City moves forward with plan to divest from fossil fuel industry
/By Rachel Vick
A year after Mayor Bill de Blasio said the city would divest public employees’ pension funds from fossil fuel companies, the city is moving forward with the plan by setting a series of short-term goals.
De Blasio and City Comptroller Scott Stringer announced Tuesday that the city had selected a team of advisers to help determine how three of the largest public employees pension funds will begin to divest from fossil fuels. Queens advisers include Acting Borough President Sharon Lee and Debra Dillingham, also from the BP office.
Advisers from New York Employees’ Retirement System (NYCERS), New York City Board of Education Retirement System (BERS) and New York City Teachers’ Retirement System (TRS) would “evaluate options and recommend divestment actions.”
Tony Utano, president of Transport Workers Union Local 100, which represents Queens MTA bus employees, will also advise on NYCERS fund.

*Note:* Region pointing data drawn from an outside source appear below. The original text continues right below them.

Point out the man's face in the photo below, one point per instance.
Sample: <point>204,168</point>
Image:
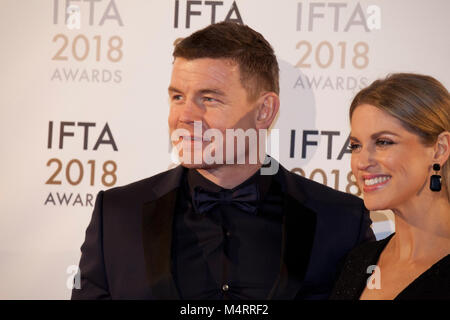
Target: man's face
<point>210,91</point>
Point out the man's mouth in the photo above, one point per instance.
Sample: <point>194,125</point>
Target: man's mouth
<point>195,138</point>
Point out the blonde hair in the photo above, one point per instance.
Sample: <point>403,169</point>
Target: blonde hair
<point>421,103</point>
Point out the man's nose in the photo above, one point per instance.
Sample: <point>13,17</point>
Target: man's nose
<point>191,112</point>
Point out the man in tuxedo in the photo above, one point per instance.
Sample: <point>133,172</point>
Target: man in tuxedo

TRS is largely made up of officials from the NYC Department of Education and United Federation of Teachers.
"The City has a responsibility to ensure a fully-funded pension that reflects the needs and values of the dedicated men and women that make up our workforce and the communities that they represent," said Queens Councilmember I. Daneek Miller, chair of the Committee on Civil Service and Labor. "As with past divestment programs relating to apartheid and gun retailer stock, this action is timely, relevant, and consistent with the city's longstanding tradition of responsible investment.”
According to the city, the three pension funds have around $3 billion invested in fossil fuel reserves, including holdings with Chevron, Exxon and BHP. The money will instead go towards doubling investments in climate solutions like clean energy, and in companies dedicated to mitigation, adaptation and resilience.
Contracts to oversee the shift for the individual funds were awarded to Meketa Investment Group and BlackRock Financial Management. This announcement puts divestment on track to have a viable plan by the end of this year, action before the end of 2021, and complete divestment by 2022.
Divestment is part of the OneNYC 2050 plan to build a more sustainable city. The initiative is an example of localized alternatives to a nationwide adherence to the Paris agreement; the city is “working to leverage” partnerships and visibility to inspire similar change in other governments, according to the Mayor’s office.
The NYPD and FDNY pension funds were not included in divestment plans.